Halva with Tea

It’s a small coffee shop, a Shingle-style shack with blue trim, listed by Yelp as one of Laguna Beach’s best. Cookies and biscotti lie in a basket in front of the order window. The barista, an upbeat blonde woman in her late fifties, early sixties, comes over to me. As I’m trying to choose what flavor to put in my coffee, we start talking. She finds out I’m from Phoenix and asks what brought me to Laguna.

“My friend passed away two weeks ago. I’m here to clear my head,” I tell her. Hal, a pastor, was one of the first friends I’d made after moving to Phoenix a year and a half ago with my fiancé. He had helped us through some tough times.

She’s curious about where my accent is from.

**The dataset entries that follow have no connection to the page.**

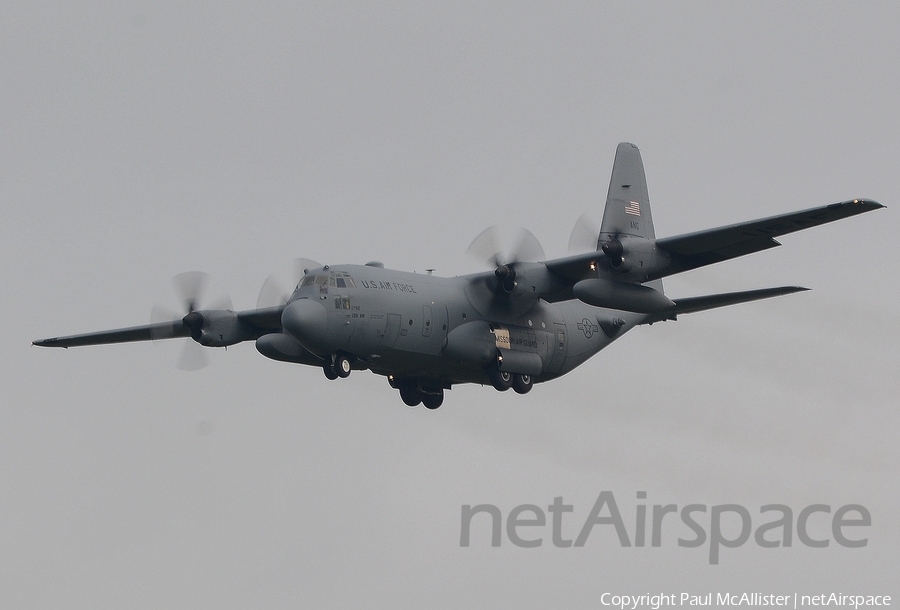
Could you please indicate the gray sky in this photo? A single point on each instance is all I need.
(139, 140)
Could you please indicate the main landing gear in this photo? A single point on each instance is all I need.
(503, 380)
(337, 366)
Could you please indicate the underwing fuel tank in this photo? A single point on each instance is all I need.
(307, 321)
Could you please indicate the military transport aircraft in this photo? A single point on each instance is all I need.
(521, 323)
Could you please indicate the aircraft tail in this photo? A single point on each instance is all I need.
(627, 202)
(627, 212)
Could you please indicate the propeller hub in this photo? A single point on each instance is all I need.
(194, 322)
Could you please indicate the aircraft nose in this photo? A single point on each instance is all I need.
(306, 320)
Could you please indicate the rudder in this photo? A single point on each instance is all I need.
(627, 209)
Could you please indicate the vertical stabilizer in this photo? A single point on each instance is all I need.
(627, 203)
(627, 212)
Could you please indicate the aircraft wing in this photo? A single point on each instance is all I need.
(712, 301)
(253, 324)
(694, 250)
(121, 335)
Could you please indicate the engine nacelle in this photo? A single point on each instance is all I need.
(216, 328)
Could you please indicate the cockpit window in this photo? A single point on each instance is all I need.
(335, 279)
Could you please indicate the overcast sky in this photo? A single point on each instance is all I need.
(139, 140)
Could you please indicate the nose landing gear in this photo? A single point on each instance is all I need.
(338, 365)
(412, 393)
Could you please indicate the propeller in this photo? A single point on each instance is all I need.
(273, 292)
(487, 247)
(190, 287)
(613, 250)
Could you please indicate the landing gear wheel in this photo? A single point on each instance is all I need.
(433, 401)
(341, 365)
(410, 394)
(329, 369)
(501, 380)
(522, 384)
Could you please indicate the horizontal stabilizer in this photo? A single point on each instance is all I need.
(712, 301)
(702, 248)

I tell her I was born in Iran. “But I have lived here longer than I have lived there,” I quickly add.

It’s a cool, sunny November morning. As she’s making my coffee, the woman spots the book I’m carrying in my hand, The Ministry of Guidance Invites You to Not Stay, by Hooman Majd. She asks me what it’s about. I tell her it was written by an Iranian immigrant who had left Iran when he was eight months old. When he turned fifty, he decided to go looking for his grandmother’s house halfway around the world, hoping to find his roots. He found the area, the familiar scents, the leftover mud walls. But he couldn’t find the actual house.

His story is not much different from mine, I say. Several years ago, I visited the neighborhood where my family used to live in Tehran. For the first time in more than two decades, I walked our old block, looking for the home I had grown up in. But it wasn’t there anymore.